Seit der Herrschaft von Prinz Milos Obrenovic, der 1831 das erste Militärorchester gründete, berührt der Sound der Trompeten die Seelen der Menschen. Miles Davis soll sich bei einem Besuch angesichts des Festivals in Guca gewundert haben. „Ich wußte nicht, dass man Trompete auf diese Art spielen kann!" Immer wenn die Menschen was zu feiern haben, bei Geburten, Hochzeiten, Bestattungen, christlich-religiösen Feiertagen ist die Trompete mit dabei. Sie spielt volkstümliche, traditionelle Lieder, Märsche aber auch Lieder aus neuerer Zeit und aktuelle Hits, und diese mit einem eigens ausgeprägten, traditionellen Akzent.

„Beim ersten Trompeten-Fest in Guca, im Oktober 1961, spielten im Hof der orthodoxen Kirche vier Orchestern aus Dragacevo mit je fünf Instrumenten. Das war ein eher kleines Fest, das aber mit der Zeit immer größer wurde", erinnert sich Milosavljevic Aleksandar von der serbischen Kultur- und Bilungsagentur „RAS" und Dolmetscher auf dem Festival. „Als die Leute die Musik hörten, sprach sich das herum wie ein Lauffeuer." Heute ist Guca als „Trompetenrepublik" bekannt, ein Füllhorn purer Lebensfreude. Jährlich kommen immer mehr Gäste in die 3000 Seelengemeinde, 700 000 waren es in diesem Jahr.

Höhepunkt des inzwischen 51. Festivals ist der Wettbewerb der besten Blechblasorchester, die um die „Goldene Trompete" ringen, die ihnen zu Ruhm und guten Aufträgen verhelfen soll. Die meisten von ihnen sind Roma-Orchester, regelrechte Familienunternehmen mit Großvater, Sohn und Enkel.

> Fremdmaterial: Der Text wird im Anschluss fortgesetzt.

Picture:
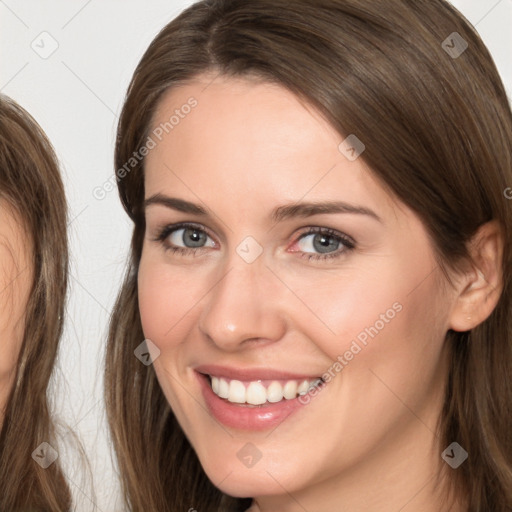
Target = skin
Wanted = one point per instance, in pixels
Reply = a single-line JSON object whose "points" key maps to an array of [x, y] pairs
{"points": [[15, 284], [366, 442]]}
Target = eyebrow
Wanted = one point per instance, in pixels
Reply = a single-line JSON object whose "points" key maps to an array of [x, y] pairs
{"points": [[279, 214]]}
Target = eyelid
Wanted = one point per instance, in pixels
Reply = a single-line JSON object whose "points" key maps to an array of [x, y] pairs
{"points": [[346, 240]]}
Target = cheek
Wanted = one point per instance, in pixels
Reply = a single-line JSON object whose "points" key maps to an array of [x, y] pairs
{"points": [[167, 298]]}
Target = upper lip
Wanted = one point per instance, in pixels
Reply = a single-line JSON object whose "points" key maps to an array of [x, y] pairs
{"points": [[251, 374]]}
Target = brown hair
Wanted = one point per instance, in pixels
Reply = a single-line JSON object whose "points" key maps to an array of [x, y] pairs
{"points": [[30, 183], [438, 134]]}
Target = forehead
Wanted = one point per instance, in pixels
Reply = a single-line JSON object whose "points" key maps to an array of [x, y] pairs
{"points": [[233, 135]]}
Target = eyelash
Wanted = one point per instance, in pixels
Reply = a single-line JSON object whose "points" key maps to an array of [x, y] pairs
{"points": [[346, 241]]}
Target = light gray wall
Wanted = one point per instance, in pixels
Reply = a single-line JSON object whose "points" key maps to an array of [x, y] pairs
{"points": [[76, 94]]}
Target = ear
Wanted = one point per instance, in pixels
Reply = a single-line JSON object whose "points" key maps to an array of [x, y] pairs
{"points": [[479, 288]]}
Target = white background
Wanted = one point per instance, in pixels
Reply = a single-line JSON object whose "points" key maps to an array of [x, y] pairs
{"points": [[76, 95]]}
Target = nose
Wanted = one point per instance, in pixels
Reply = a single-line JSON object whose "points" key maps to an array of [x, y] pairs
{"points": [[244, 306]]}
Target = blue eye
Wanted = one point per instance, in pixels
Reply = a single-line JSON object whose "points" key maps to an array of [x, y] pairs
{"points": [[317, 243], [326, 242], [184, 238]]}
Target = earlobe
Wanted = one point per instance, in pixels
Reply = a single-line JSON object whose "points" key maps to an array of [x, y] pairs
{"points": [[480, 287]]}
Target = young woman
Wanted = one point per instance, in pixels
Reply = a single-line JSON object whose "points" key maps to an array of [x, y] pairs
{"points": [[33, 281], [321, 265]]}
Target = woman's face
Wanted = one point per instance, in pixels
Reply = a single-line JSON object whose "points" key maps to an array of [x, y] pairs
{"points": [[273, 257], [15, 282]]}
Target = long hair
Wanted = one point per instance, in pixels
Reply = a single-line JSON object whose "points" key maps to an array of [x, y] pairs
{"points": [[437, 127], [30, 184]]}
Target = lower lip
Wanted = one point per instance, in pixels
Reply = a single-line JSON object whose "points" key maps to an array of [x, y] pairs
{"points": [[244, 417]]}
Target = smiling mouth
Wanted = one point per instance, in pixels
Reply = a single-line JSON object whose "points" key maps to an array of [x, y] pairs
{"points": [[260, 392]]}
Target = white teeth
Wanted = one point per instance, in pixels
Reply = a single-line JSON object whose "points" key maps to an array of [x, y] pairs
{"points": [[275, 392], [236, 392], [215, 385], [223, 389], [256, 393], [303, 387], [290, 390]]}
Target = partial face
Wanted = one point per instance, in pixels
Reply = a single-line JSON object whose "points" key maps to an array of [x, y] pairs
{"points": [[15, 283], [272, 260]]}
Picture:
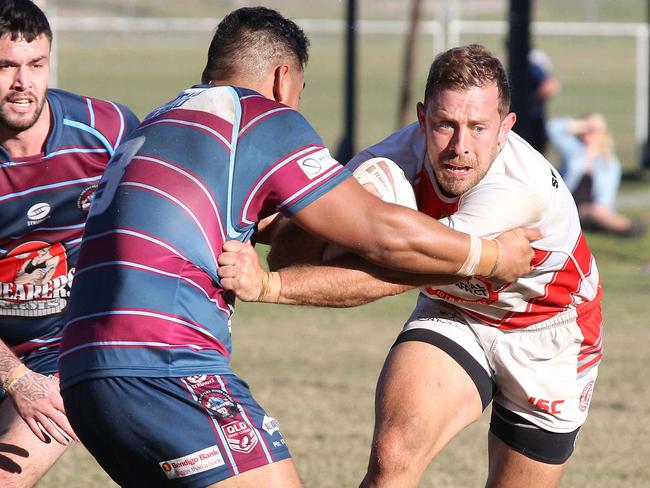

Die Trompete spielt eine große Rolle in den Familien und wird von Generation zu Generation weitergegeben.

Die Vorentscheidungen des Finale finden jeweils einen Monat zuvor in einem offenen Blaskapellenwettbewerb in vier Landesteilen ganz Serbiens statt. Neben den verschiedenen Konzerten und dem Wettbewerb stellen sich auch Nachwuchs Brass Bands vor, traditionelle Hochzeiten werden auf der Hauptbühne mit den typischen Kola Tänzen nachgestaltet, an der Kirche St. Archangel Gabriel singen Chöre religiöse Lieder. Höhepunkte des diesjährigen Festivals sind die Konzerte von Boban und Marko Markovic und natürlich von Goran Bregovic.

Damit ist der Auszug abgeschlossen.